災害救助法が適用された青森県・津軽地方の10市町村では、原則、国と県が費用を負担した雪下ろしが進んでいます。黒石市では、2mほどの雪が積もった住宅に1人で暮らし、まひで雪かきができない男性が救助を受けました。

災害救助法を受けた雪下ろし作業が行われたのは、黒石市境松の工藤慶二さん(66)の住宅です。

16日は午前8時から委託を受けた業者が作業を始めましたが、雪下ろしをする前に玄関前の車を動かす作業が難航しました。

村上怜生 記者
「こちらの家では2mほど敷地に雪があり、玄関が埋もれてしまっている状況です」

雪下ろしの委託業者
「今年の雪は平年の3倍とは言われていますけれども、それ以上に感じるぐらいの量ですね。1回も雪かきをできない人もいると思うし、そういう状況ですね。ここは」

災害救助法が適用されているのは、津軽の10市町村で高齢者など自力で雪を片付けることができない人が対象となっています。

屋根に倒壊する恐れがある量の雪が積もった場合などに原則、県と国が費用を負担して業者が除排雪をします。

工藤さんは1人暮らしをしているうえ、病気による半身まひで雪かきができません。

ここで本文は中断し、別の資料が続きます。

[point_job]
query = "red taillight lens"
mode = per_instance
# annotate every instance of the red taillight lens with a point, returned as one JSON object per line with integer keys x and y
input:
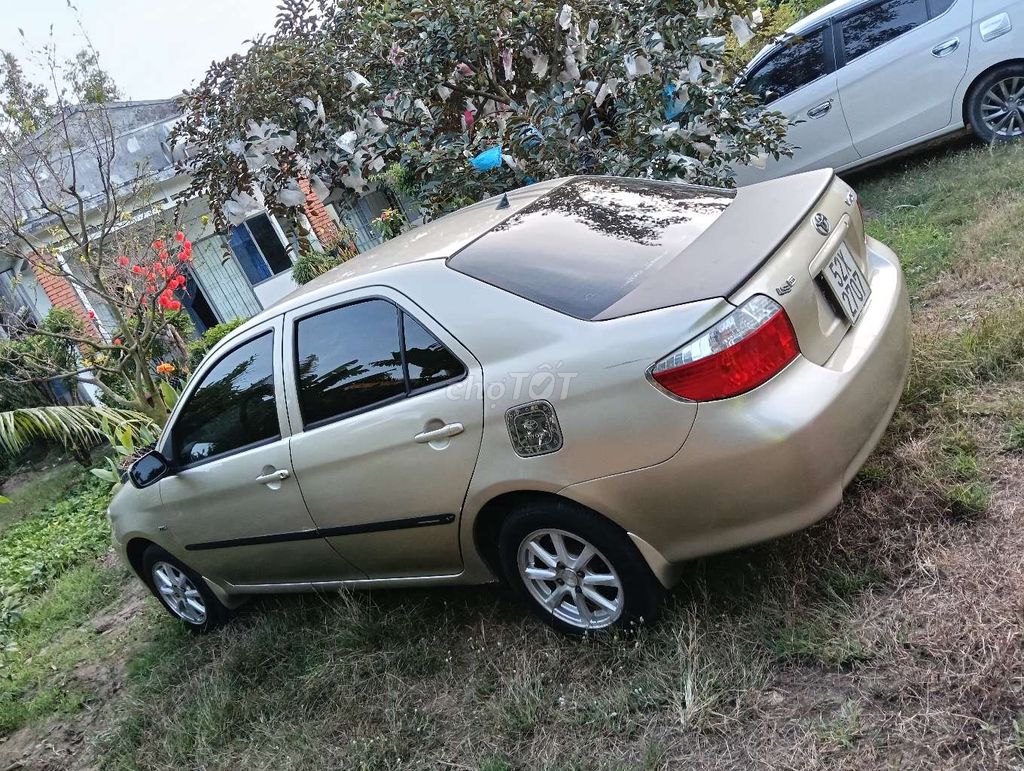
{"x": 743, "y": 350}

この1週間は、外へでることもできなかったといいます。

16日は、約6時間かかって屋根や玄関前の雪がきれいに除排雪されて、工藤さんも安どの表情を浮かべていました。

災害救助法を受けて雪下ろしをしてもらった 工藤慶二さん(66)
「家の中に入れるくらいの雪を片付けてもらえると思っていたが、ここまでやってくるれるとは思っていなかった。助かったの一言です。本当にありがとうございました」

災害救助法に伴う雪下ろしは、これまでに10市町村で63件行われています。

申請の受付は五所川原・黒石など4つの市と町が17日まで、青森・弘前が19日まででとなっていて、藤崎・田舎館など4つの町と村の終了時期は未定となっています。